Drawing the central knight moves horizontally, such tours are in the form of a convoluted figure-of-eight. The mid-point of each loop of the eight must be on the vertical median, and there can be no other cells on this axis, so the board is dumbbell shaped. Apart from the 10-cell tour (given by O. E. Vinje Fairy Chess Review 1949) this type of symmetry does not seem to have been noticed before.
Here are all tours of this type with less than 50 cells and omitting cells only in the middle file. With 3 files the number of rows can only be 4 or 6 since more would leave no move through the corner cells. Tours with 5 files are impossible since on the 5×4 the central moves and the corner moves form a circuit and on boards with more ranks there are again no moves through the corners. On the 7×6 no tour is possible although there is a pseudotour as shown.

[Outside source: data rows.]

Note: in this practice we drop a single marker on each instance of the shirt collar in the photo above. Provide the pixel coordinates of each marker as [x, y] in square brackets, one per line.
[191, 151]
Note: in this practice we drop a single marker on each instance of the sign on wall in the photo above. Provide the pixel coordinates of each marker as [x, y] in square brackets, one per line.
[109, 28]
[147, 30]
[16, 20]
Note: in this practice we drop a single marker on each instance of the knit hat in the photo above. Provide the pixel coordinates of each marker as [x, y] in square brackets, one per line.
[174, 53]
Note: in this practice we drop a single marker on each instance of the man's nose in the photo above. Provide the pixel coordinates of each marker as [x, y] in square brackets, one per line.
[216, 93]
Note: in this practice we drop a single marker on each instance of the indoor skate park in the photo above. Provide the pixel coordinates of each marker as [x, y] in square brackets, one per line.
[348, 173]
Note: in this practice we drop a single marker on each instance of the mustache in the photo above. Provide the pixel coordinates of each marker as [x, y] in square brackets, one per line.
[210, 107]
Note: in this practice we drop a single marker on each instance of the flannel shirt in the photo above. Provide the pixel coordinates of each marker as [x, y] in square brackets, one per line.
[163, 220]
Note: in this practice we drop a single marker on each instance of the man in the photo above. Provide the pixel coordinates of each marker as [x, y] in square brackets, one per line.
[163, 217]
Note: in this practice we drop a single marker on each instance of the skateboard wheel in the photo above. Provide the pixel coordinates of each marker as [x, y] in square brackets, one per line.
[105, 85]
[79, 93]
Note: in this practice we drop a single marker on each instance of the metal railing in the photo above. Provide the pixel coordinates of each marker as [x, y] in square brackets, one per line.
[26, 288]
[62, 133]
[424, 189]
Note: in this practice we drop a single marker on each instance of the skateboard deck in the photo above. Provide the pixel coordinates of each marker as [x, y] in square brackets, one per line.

The next size boards for direct lateral quaternary symmetry use 50 cells, and three differently proportioned dumbbells are possible. I find 5 tours with frame 7×8, 23 tours 9×6 and 9 tours 13×4.
A. 7×8 case: 5 tours. In the striking first tour the knight's moves are all within the boundary.
B. 9×6 case: (a) 6 tours with straight-through centre. Only the first one is contained within the border.
B. 9×6 case: (b) 9 tours with obtuse angled centre. The first two are within the border.
B. 9×6 case: (c) 8 tours with right angled or acute angled centre. The first one is within the border.
C. 13×4 case: 9 tours. Six are withn the border.
When both sides of the containing rectangle are odd there is necessarily a central hole of at least one cell. Tours of 4n cells with lateral quaternary symmetry are then feasible, formed of four quarter-paths each joining a cell on the vertical median to a cell on the horizontal median, these being the only cells on the medians that are used. (The 3×3 octonary star is a special case of this.) Some quaternary examples are shown here, the smallest using 32 cells.